The department Kegley chaired was then called Government and International Studies; it’s now known as Political Science.
It was giving the first lecture at California’s Kegley Institute for Ethics – an institution named in honor of his father following his death in 1986 – that Kegley first caught the attention of the Carnegie Council – and began what would turn into many years on the lecture circuit. In 1992, he says, he got out of administration at the university but continued writing and lecturing.
“The standard joke is that ethics and international affairs is an oxymoron,” he says of his field – because, allegedly, in the relationships among nations, there is no ethics. But he says he begs to differ.

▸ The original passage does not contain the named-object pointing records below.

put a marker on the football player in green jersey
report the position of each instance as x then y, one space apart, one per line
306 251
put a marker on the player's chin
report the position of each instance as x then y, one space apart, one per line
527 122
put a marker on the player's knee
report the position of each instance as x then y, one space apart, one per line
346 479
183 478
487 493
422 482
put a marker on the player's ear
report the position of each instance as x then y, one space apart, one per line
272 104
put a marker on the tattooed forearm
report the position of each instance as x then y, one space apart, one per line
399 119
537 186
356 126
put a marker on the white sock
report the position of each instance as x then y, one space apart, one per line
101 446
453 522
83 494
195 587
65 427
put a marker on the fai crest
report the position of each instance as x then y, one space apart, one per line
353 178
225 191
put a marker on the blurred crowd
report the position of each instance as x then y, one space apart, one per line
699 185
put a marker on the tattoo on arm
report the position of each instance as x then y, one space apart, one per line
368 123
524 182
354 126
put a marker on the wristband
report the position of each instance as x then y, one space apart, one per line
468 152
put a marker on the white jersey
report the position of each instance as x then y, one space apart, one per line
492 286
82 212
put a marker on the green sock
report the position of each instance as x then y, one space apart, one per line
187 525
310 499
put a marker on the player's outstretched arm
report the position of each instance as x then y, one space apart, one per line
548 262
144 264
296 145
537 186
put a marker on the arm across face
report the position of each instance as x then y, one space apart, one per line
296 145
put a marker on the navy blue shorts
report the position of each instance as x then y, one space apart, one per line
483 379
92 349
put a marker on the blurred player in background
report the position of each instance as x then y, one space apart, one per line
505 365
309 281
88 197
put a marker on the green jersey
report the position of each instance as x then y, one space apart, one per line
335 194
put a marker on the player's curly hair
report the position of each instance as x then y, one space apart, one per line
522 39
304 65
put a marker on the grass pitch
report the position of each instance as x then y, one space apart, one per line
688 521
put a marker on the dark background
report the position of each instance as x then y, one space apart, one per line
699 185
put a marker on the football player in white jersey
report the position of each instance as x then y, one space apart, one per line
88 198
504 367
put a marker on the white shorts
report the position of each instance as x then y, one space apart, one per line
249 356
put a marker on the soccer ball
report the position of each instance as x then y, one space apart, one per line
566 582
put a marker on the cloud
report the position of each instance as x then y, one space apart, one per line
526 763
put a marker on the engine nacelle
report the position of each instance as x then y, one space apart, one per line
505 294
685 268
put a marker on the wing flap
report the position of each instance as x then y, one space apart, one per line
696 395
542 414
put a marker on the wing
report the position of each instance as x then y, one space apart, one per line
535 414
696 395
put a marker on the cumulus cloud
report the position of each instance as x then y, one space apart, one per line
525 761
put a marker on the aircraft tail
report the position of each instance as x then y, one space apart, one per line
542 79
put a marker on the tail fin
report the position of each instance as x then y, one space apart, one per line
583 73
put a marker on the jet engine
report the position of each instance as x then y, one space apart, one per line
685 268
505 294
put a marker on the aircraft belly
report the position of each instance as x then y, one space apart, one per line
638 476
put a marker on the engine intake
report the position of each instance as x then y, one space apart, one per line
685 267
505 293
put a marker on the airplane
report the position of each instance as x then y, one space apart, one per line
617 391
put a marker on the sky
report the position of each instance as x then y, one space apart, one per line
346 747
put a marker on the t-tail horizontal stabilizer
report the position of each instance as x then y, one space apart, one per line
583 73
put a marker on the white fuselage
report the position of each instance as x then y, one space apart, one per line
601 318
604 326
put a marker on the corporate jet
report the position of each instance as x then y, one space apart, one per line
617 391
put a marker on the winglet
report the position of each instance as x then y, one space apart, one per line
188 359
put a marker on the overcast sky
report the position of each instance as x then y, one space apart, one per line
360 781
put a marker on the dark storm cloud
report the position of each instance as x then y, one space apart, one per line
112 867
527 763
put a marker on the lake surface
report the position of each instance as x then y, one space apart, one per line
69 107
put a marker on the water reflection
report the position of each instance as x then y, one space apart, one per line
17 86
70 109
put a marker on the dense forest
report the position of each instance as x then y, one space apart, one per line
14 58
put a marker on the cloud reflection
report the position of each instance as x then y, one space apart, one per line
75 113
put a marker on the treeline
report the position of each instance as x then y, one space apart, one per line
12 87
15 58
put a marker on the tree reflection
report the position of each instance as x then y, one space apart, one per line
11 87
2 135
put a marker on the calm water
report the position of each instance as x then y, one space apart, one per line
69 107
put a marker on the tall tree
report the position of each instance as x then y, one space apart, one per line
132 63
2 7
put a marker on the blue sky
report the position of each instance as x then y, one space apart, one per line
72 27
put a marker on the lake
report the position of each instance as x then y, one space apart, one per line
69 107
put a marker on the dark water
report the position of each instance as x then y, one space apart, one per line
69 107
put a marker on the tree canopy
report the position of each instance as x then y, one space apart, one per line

Among the core concepts that he presented in his writings is the idea that setting boundaries in international relations allows for a kind of enlightened self-interest that benefits all – noting importantly that countries with democratic governments never wage aggression directly against one another.
A wise nation, he says, will recognize the value of having boundaries on international behavior.
As for U.S. foreign policy, he says the country should return to its roots in the 14 points of Wilsonian idealism, the principles used by former U.S. President Woodrow Wilson in negotiating peace after World War I.
“John Quincy Adams warned: Do not go abroad for monsters to destroy,” Kegley said, paraphrasing the former U.S. President. “Preserve our democracies and pray for other countries to endow their citizens with freedom…. Unfortunately, we have a bunch of warriors who want to impose the American way of life on others and benefit from aggression.”
After living more than 20 years in Cobblestone Park, Kegley and his wife Debbie recently downsized to Columbia and now split their time between the Columbia area and Wytheville, Va., where Kegley has ancestral ties.
He says the lifestyle his father showed him years ago was part of what prompted him to follow in his footsteps as a scholar – but, ultimately, he hopes that he’s also made a positive impact on the world.
“[My father] said there are different ways to earn a living, but if you can write and you have something to say, it seemed like an honorable life,” Kegley says. “To try to expand knowledge and educate people; it’s our only hope. Learning is the only antidote, really, for war.”